Because of their ubiquitous nature and non-point source impact, microbes are widespread and a difficult contaminant to control. In addition, disinfection by-products (DBPs) are also widespread due to the addition of disinfecting agents protecting against microbial growth. Chemical agents, i.e., from waste plants or industrial discharges, are largely from point sources and may be easier to control. Where contaminants are naturally present—such as radionuclide contaminants as a result of natural erosion—the problem is generally regional, offering increased awareness and the possibility for application of control measures.

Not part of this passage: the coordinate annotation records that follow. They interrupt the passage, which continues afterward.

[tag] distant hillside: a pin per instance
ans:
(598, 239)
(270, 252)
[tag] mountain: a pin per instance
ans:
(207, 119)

It’s important to note that regulations are only set for recognized hazards that have been associated with human illness. Increased knowledge of harmful agents and better reporting by medical facilities have enabled better identification of environmental hazards; however, new agents are frequently being discovered. The USEPA has committed to regulation of additional environmental hazards as well as conducting research on suspect contaminants. Even with this focused effort, no information is known or formal testing being conducted regarding the effect of combined hazard exposures. Thus, individual contaminants may in fact be responsible for mild disease separately but when combined with other hazards, may invoke a more serious effect.
Staying informed
The most recent year for which the USEPA has completed data on state violations is 1998. USEPA results indicate that based on the information reported to the agency by individual states, 20 percent of reporting public water systems recorded some kind of violation—102,437 violations total. Eighty-four percent of the violations were for monitoring and reporting infractions while 16 percent were health-based violations. Of the health-based violations, 7 percent were due to chemical contaminants, 74.5 percent exceeded the Total Coliform Rule, 1.6 percent exceeded the lead and copper rule and 17 percent violated the Safe Water Treatment Rule.
Conclusion
Although the USEPA is keeping regulatory tabs on local drinking water suppliers, information on contamination events aren’t available until long after exposures have occurred. Consumers may wish to access information on their particular watershed more frequently and determine how much confidence they have in their public drinking water supply. Local consumer confidence reports—also known as water quality reports—should be available from your local water utility or service provider. Knowing the violation history of individual water supplies may help consumers determine the need for additional point-of-use treatment options.
References
- Morris, Levin, In Reichard et al., “Estimating the incidence of waterborne infectious disease related to drinking water in the United States, assessing and managing health risks from drinking water contamination: Approaches and applications,” International Association of Hydrological Sciences Press, Great Britain, 1995.